Neptune Energy pulled in pre-tax profits of $3 billion last year as oil and gas prices “soared” across Europe.
But the company says the imposition of windfall taxes makes new projects “economically challenging”, meaning they will require “higher rates of return” to receive sign off.
The warning comes on the same day that Harbour Energy said its returns for 2022 were all but “wiped out” by the UK’s energy profits levy (EPL).
Last year’s profits are more than double the $1.4bn that Neptune reported in 2021, when the oil and gas industry was still recovering from the latest downturn.
After accounting for levies, including the UK windfall tax, the company’s profits for the year stand at $924 million, compared to $387m in 2021.
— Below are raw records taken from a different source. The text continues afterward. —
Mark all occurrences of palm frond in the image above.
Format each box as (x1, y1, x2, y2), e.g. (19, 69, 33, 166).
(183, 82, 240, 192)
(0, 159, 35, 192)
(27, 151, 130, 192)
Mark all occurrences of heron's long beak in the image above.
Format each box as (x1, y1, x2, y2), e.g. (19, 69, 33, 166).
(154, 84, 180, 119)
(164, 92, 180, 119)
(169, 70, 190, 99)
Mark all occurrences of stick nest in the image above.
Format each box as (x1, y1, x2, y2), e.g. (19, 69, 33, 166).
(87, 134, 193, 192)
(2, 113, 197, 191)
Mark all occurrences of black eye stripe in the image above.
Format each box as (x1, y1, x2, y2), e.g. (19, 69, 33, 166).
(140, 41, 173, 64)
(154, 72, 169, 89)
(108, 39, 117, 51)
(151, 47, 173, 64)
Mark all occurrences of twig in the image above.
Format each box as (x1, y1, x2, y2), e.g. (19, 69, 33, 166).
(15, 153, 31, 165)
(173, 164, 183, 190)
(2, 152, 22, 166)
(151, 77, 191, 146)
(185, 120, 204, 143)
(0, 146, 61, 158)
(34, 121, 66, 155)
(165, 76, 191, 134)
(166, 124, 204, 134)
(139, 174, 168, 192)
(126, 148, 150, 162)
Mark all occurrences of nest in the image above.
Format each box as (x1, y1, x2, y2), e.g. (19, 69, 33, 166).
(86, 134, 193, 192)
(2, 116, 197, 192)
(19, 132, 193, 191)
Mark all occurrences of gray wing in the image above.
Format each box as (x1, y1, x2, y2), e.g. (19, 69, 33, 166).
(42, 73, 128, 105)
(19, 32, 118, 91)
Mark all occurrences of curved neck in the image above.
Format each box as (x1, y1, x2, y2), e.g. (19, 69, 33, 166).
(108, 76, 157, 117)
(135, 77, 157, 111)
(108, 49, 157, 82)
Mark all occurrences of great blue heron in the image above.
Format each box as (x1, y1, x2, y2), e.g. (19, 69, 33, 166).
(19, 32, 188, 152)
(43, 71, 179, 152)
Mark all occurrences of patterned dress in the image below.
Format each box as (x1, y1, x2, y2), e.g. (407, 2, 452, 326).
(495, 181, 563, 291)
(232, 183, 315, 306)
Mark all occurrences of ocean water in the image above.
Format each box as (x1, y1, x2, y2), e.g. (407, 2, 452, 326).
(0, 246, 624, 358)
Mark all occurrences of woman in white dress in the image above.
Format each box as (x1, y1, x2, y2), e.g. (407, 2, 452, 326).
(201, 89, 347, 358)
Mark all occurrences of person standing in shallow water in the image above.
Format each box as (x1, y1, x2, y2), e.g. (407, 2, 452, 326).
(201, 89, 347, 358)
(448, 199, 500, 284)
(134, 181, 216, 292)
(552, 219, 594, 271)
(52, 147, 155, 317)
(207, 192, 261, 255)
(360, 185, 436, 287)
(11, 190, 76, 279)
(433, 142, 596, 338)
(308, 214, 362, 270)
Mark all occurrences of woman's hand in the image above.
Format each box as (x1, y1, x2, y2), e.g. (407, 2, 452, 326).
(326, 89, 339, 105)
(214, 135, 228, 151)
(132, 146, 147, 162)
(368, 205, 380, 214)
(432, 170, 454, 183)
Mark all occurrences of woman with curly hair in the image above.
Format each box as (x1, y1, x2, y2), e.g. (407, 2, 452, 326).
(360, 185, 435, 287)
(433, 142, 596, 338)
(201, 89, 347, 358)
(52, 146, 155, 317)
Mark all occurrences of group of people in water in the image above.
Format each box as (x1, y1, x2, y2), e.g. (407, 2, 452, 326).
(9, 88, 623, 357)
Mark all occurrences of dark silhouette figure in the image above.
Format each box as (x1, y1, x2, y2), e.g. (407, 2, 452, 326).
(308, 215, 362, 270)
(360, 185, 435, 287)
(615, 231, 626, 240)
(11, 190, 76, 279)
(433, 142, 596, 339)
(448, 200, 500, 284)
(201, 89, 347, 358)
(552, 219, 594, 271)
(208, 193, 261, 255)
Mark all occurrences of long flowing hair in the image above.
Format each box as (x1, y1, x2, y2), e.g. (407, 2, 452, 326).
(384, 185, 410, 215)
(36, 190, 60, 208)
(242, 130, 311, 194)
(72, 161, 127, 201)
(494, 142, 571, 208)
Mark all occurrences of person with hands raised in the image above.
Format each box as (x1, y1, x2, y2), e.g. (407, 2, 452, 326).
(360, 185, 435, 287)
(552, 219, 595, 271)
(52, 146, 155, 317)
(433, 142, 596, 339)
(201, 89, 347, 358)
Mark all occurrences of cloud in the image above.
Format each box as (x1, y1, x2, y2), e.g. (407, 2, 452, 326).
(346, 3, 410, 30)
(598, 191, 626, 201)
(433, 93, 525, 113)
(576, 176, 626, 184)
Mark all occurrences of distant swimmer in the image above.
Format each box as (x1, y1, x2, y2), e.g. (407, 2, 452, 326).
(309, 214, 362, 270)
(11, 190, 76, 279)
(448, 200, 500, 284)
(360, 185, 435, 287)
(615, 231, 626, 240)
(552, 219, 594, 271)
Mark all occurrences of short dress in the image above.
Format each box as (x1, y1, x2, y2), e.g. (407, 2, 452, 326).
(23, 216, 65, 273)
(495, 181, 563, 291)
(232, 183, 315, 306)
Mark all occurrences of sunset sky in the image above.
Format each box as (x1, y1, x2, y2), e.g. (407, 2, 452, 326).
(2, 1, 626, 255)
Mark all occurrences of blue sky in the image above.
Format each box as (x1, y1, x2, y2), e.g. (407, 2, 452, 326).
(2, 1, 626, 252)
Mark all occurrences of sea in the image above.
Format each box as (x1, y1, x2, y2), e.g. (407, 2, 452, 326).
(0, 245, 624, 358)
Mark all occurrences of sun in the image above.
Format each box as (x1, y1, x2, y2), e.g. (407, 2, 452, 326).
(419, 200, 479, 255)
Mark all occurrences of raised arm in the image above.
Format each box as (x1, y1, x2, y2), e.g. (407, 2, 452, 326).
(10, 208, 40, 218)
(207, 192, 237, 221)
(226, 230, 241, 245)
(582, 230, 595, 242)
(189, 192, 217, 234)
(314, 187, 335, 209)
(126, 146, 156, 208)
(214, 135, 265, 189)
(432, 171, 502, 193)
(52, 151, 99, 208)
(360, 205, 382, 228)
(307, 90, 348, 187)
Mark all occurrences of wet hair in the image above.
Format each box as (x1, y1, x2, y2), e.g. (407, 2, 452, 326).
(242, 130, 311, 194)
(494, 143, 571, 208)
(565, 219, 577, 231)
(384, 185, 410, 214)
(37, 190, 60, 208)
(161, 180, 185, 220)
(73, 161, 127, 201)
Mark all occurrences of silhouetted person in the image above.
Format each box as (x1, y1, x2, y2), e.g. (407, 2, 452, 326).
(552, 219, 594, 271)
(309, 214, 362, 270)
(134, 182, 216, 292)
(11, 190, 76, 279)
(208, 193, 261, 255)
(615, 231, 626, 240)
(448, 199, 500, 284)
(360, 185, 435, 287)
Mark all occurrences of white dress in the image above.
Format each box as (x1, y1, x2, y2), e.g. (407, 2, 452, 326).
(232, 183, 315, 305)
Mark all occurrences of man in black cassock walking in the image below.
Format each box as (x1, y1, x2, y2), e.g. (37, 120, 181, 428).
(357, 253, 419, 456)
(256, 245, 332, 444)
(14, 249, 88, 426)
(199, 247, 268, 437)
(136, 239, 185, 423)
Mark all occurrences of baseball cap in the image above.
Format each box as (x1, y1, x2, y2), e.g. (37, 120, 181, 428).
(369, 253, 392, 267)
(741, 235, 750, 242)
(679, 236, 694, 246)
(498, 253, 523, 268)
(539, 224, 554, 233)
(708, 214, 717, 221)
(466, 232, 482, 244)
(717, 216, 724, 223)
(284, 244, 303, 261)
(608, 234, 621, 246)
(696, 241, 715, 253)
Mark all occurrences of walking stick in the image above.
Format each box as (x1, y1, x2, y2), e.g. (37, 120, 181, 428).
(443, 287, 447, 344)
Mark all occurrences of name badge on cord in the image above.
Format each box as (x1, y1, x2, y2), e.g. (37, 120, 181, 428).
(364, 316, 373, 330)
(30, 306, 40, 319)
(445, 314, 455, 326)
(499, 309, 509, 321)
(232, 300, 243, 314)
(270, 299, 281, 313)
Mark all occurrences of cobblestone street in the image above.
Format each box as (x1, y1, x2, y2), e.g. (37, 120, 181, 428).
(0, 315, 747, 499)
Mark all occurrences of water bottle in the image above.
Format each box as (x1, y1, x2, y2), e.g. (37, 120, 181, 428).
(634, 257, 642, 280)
Neptune’s revenue for 2022 totalled $4.6bn, up from $2.4bn the previous year, while net debt has been reduced to $1.68bn.
Overall operational and HSE performance last year was “strong”, Neptune said, with lower total recordable injury rate and process safety event rate.
Full year production increased to 135 thousands barrels of oil equivalent per day (kboepd) on restart of the Snohvit field, as well as 12 months of production from Duva.
Production guidance for this year is between 150 and 165 kboepd in 2023, supported by Njord ramp-up, as well as the start-up of Fenja and Seagull, the latter of which is in the UK North Sea.
Pete Jones, Neptune chief executive said: “Neptune delivered a strong operational performance in 2022, with further improvements in production efficiency and health and safety.
“Production increased as we supported energy security in Europe and brought Snøhvit back online. We expect production to increase materially in 2023 as we start-up new projects in Norway and the UK, with output expected to reach around 180 kboepd in the second half of the year.
“The imposition of windfall taxes in 2022 has created significant fiscal and political uncertainty in the Netherlands, Germany and, in particular, the UK, undermining investment in these countries and longer-term energy security in Europe.
“We continue to progress our new energy strategy and are prioritising electrification and CCS, which will help us achieve our ambitious 2030 climate targets.”
But the UK Government’s EPL, as well as similar measures in other European countries, continues to play havoc with energy company’s investment plans.
Neptune expects to pay higher cash taxes of around $2.0bn in 2023, with cash windfall taxes and royalties in the UK, the Netherlands and Germany tipped to total $105 million.
Such policies have had a “negative impact on investment intentions”, the company said, at a time when Europe is crying out for more energy.
Sam Laidlaw, Neptune executive chairman, said: “The last 12 months have seen a dramatic shift in the geopolitical environment that shapes how energy is produced and used. After Russia’s war in Europe it is inevitable that there is a generational redrawing of political and economic allegiances.
“Against a backdrop of underinvestment, lower commodity prices of the last decade have been replaced by surging prices and marked volatility. This is particularly the case with natural gas, due not only to the war, but also increased awareness of its importance in the energy transition.
“Having invested more than $7 billion to transform Neptune over the past five years, we are well positioned for these changes, with a portfolio that now has greater production capacity, more lower carbon development opportunities and a stronger balance sheet.”
One challenging area was Algeria. The Touat processing facility was shut for the year, owing to problems at the mercury removal unit. Operations halted in November 2021, with a plan to restart in September 2022.
This plan failed, though, with Neptune citing a “cold box failure”.
The company is working on a remediation plan, which should see exports restart in April this year. It will then ramp up to full capacity in the third quarter.
Neptune reported production of 2,300 boepd for Algeria, which it attributed to compensation for production from the Sbaa field.
The company expects front-end engineering and design (FEED) work to start this year on a second phase for Touat. This would extend the production plateau into the 2030s and involve drilling 16 new production wells.
Updated at 10:11 am with Algeria details.